Théâtre

Frénésie théâtrale

d'Lëtzebuerger Land du 15.02.2019

Le Carreau, Scène nationale de Forbach et de l’Est mosellan, ne cesse de nous surprendre de par ses choix de programmation vitriolés et inspirants. En accueillant Wajdi Mouawad pour son spectacle Tous des oiseaux, même si le nom du metteur en scène fait écho, le pari est osé : la pièce dure quatre heures, elle est jouée en quatre langues – surtitrée en français – et traite de problématiques identitaires, sur fond de conflit israélo-palestinien. Pourtant, ça marche. La salle est comble ou presque, le public pluriel et varié, le théâtre, autant que le Hâle, a sa place ici, même loin des grandes villes.

Tous des oiseaux est le dernier grand spectacle de Wajdi Mouawad après les immenses Littoral (1997), Incendies (2003) et Forêt (2006), qui ont fait sa renommée. L’homme de théâtre libano-canadien, actuel directeur du Théâtre national de la Colline à Paris, prolonge le récit qu’il tisse depuis toujours, autour de la famille, de l’identité, l’éducation, la culture, le poids des traditions ou encore l’influence de l’histoire. C’est à travers les continents que le metteur en scène et dramaturge nous fait naviguer d’une pièce à l’autre, toutes, plutôt déchirantes, mais souvent belles de par leur humanité pure et brute.

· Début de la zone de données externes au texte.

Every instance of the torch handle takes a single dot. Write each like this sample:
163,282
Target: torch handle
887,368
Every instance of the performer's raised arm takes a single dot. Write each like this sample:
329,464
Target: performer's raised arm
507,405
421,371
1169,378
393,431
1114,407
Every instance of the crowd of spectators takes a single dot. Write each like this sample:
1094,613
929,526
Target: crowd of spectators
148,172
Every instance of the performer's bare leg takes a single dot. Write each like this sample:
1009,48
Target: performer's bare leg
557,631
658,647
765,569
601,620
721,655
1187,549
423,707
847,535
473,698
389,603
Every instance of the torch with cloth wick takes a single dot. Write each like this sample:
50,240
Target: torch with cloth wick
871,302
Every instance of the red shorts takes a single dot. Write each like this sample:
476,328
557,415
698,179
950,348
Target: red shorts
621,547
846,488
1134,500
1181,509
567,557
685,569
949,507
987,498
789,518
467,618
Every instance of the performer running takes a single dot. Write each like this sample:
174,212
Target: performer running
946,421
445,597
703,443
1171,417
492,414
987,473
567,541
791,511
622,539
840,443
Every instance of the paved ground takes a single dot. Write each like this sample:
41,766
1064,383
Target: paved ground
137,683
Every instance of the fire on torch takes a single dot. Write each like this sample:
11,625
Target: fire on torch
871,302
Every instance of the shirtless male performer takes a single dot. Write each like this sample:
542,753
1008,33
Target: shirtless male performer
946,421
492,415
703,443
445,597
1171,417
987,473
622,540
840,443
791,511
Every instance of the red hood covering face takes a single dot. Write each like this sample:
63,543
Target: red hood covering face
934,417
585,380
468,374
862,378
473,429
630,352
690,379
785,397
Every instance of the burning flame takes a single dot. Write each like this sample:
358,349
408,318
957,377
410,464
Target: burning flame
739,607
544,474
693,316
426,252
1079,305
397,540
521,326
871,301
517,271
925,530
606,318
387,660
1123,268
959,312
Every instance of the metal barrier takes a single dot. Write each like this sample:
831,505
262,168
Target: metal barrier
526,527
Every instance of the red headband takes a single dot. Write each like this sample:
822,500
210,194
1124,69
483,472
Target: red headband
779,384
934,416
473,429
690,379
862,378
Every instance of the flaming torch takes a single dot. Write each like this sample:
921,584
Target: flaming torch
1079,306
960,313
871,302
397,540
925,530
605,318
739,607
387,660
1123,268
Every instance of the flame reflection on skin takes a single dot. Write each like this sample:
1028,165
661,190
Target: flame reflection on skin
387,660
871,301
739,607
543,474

Écrit au fil des répétitions, Tous des oiseaux est un spectacle incisif et magnifique, dans lequel Mouawad nous fige au centre des conflits du Moyen-Orient, mais surtout face aux victimes indirectes de ceux-ci. Des quidams qui vivent, oui, mais au prix des secrets, des remords, des angoisses et des fissures psychologiques que seule la guerre engendre.

Au milieu de ce fatras, un couple, Eitan (Jérémie Galiana) thésard scientifique allemand d’origine israélienne et Wahida (Nelly Lawson), doctorante arabe américaine. Ballotés entre les idéaux familiaux et les dogmes de l’autorité, leur amour ne suffira pas à les sauver de leurs origines et les problématiques identitaires qui y incombent. La pièce raconte deux réalités différentes de la vie qui ne peuvent s’associer et finissent par imploser de leur confrontation.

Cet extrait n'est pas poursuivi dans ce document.